Cloud service providers (CSPs) such as Google, Amazon, and Microsoft could be facing new regulatory challenges in the European Union (EU) as the region is reportedly working on a draft rule that will force non-European CSPs to join hands with European firms if they want to handle sensitive data on the cloud. An EU cybersecurity label will be issued to CSPs if they plan to handle sensitive data, and it will be contingent on the requirement that a joint venture is formed between a non-European cloud provider and an EU firm, with the latter having a majority stake in this partnership.
The draft document, seen by Reuters, has other notable restrictions too. Personnel who have access to sensitive data should reside in the EU and need to pass a screening process in order to be eligible for this role. Additionally, the cloud services hosting this data should be operated and maintained from the EU, and any data processing should similarly take place inside this geographical boundary. Moreover, stricter penalties will apply to a CSP if a data breach results in negative impacts on public safety, human health, or intellectual property. Another excerpt from the document also reads:
‘Certified cloud services are operated only by companies based in the EU, with no entity from outside the EU having effective control over the CSP (cloud service provider), to mitigate the risk of non-EU interfering powers undermining EU regulations, norms and values.
Undertakings whose registered head office or headquarters are not established in an ember State of the EU shall not, directly or indirectly, solely or jointly, hold positive or negative effective control of the CSP applying for the certification of a cloud service.’

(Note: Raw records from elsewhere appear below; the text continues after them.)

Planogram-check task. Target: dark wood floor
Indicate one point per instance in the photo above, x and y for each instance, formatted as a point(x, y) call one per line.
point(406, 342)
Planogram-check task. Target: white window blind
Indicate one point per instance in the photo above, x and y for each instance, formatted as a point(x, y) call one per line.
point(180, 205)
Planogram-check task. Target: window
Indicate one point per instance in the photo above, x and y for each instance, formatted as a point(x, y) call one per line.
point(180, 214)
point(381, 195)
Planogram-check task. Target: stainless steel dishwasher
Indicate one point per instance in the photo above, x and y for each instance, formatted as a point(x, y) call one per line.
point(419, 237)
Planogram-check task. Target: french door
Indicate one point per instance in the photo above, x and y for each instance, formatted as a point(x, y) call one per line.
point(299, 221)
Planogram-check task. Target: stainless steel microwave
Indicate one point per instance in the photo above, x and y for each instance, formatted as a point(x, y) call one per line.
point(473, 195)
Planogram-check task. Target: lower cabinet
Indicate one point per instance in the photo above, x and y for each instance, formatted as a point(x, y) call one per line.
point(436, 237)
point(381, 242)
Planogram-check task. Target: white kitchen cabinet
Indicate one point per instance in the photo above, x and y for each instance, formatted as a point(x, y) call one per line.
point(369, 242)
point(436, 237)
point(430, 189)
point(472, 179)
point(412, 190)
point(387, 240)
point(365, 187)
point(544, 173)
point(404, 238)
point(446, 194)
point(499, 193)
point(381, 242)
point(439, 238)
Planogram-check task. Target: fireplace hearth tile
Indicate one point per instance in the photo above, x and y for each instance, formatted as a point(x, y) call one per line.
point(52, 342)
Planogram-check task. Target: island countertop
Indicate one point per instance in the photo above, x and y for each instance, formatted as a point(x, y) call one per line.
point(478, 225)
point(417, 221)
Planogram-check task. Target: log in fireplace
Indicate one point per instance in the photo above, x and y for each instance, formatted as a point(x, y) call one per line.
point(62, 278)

If the draft rule becomes law, it will have major implications for both non-European CSPs and their European customers. In order to comply with the law, the two parties will have to ensure that the EU’s cybersecurity label is present on the cloud services being utilized. The requirement may even impact businesses already using platforms such as Microsoft Azure, Amazon Web Services (AWS), and Google Cloud Platform (GCP) for their processes involving sensitive data, as they will be required to have the cybersecurity label in place in order to continue.
The timeline for the rollout of these new rules is currently unknown, which makes sense given that it’s currently in the draft stage. Countries in the EU bloc are expected to review this document later this month.